From the data obtained, Mozaffarian concludes that higher carbs (especially starch) to fiber ratio is linked to an increase in diabetes risk. This would mean that diets containing highly processed or refined grains such as white rice, crackers, bread, pasta and many ready to eat breakfast cereals along with starchy foods such as white potato and corn would mean a diabetic risk increase.   

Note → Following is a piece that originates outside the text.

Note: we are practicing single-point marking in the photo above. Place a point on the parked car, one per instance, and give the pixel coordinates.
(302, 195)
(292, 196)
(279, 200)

Since carbohydrate is an important food group, it is important the people with a predisposition to diabetes exercise good judgment in selecting with the type of carb to eat. American Diabetes Association (ADA) suggests getting one's daily carb requirement from whole grains - those that contain bran, germ and endosperm parts. ADA gives the following lists as its recommendation of possible whole grains:

Bulgur (cracked wheat)

 Whole wheat flour

Whole oats/oatmeal

Whole grain corn/corn meal

Popcorn

Brown rice

Whole rye

Whole grain barley

Whole farro

Wild rice

Buckwheat

Buckwheat flour

Triticale

Millet

Quinoa

Sorghum

Why are whole grains better than highly-processed grains products? Mozaffarian explains that it's because of the fiber content which is lost in processing. Fiber is important since it slows down the absorption of sugar while at the same time makes the feeling of fullness last longer. A good ratio carbs to fiber ratio is 10 grams carbohydrates for every gram of fiber, the lower the better.

No matter what type of carbs source, people should aim to increase fiber intake and at the same time reduce intake of starch and sugar. The combination is the most potent diabetes risk reduction currently available.